If you think a trek from the Bus Loop to class is arduous, try traveling halfway around the world. That’s what students in the Applied Science 263: Technology and Development course do every week—metaphorically speaking, that is.
Dubbed “The Global Engineer,” the course invites students to propose solutions to complex real-life problems identified by artisans in India.
For example, the Khatri brothers, a family of natural dyers in the Kutch desert in western India, require large quantities of water for the dyeing process. However, the only source of water is from a borewell, so it is full of impurities. Minerals like salt interfere with how the dye’s colour adheres to cloth, while iron “saddens” or darkens the dye’s colour. Students devised an ingenious and workable solution of using tiers of buckets filled with sand and charcoal to filter and purify the water.

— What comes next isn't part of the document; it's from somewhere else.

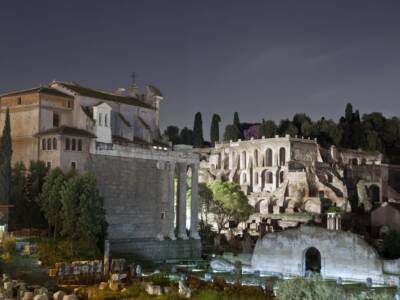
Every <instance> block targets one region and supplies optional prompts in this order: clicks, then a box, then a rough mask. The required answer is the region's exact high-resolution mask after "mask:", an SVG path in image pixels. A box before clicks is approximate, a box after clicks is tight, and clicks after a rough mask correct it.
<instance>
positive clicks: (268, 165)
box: [265, 148, 272, 167]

These challenges sparked Calvin Lee’s interest. During the course last term, Lee and his teammates delved into ways for harnessing solar energy to power industrial sewing machines for a small company in Bagru, Rajasthan—where electricity is very expensive and intermittent. Lee credits the course for honing his professional and life skills.
“I used to think that engineering was just about technicalities, accuracy and calculations,” says Lee, who graduated from UBC this spring and is currently working as an electrical engineer. “But this course radically changed my views on that. I understand now just how significantly the social, economic and cultural aspects of an engineering problem can affect the outcomes, not to mention the importance of respecting the community’s desires.”
“We’re not giving them neat text-book problems with pre-determined solutions,” says Carla Paterson who teaches the course with fellow instructor Annette Berndt.
Berndt and Paterson, along with UBC learning and teaching researcher Joanne Nakonechny, focused on shaping a course that would deepen students’ social and cultural understanding, while also enhancing their critical thinking and problem-solving skills.
“We’re asking students to develop a tolerance for ambiguity,” says Berndt.
To identify real-world problems, the instructors work with Charllotte Kwon, a social entrepreneur and founder of the Vancouver-based Maiwa Foundation and Maiwa Handprints Ltd. Kwon paints a picture of the societal and environmental “big picture” for the students and also presents the solutions to the artisans in her travels back to India.
“I’m always very excited to see the students’ presentations,” says Kwon. “Despite working with budget or time constraints, their optimism allows them to come up with very creative and technically sound solutions.”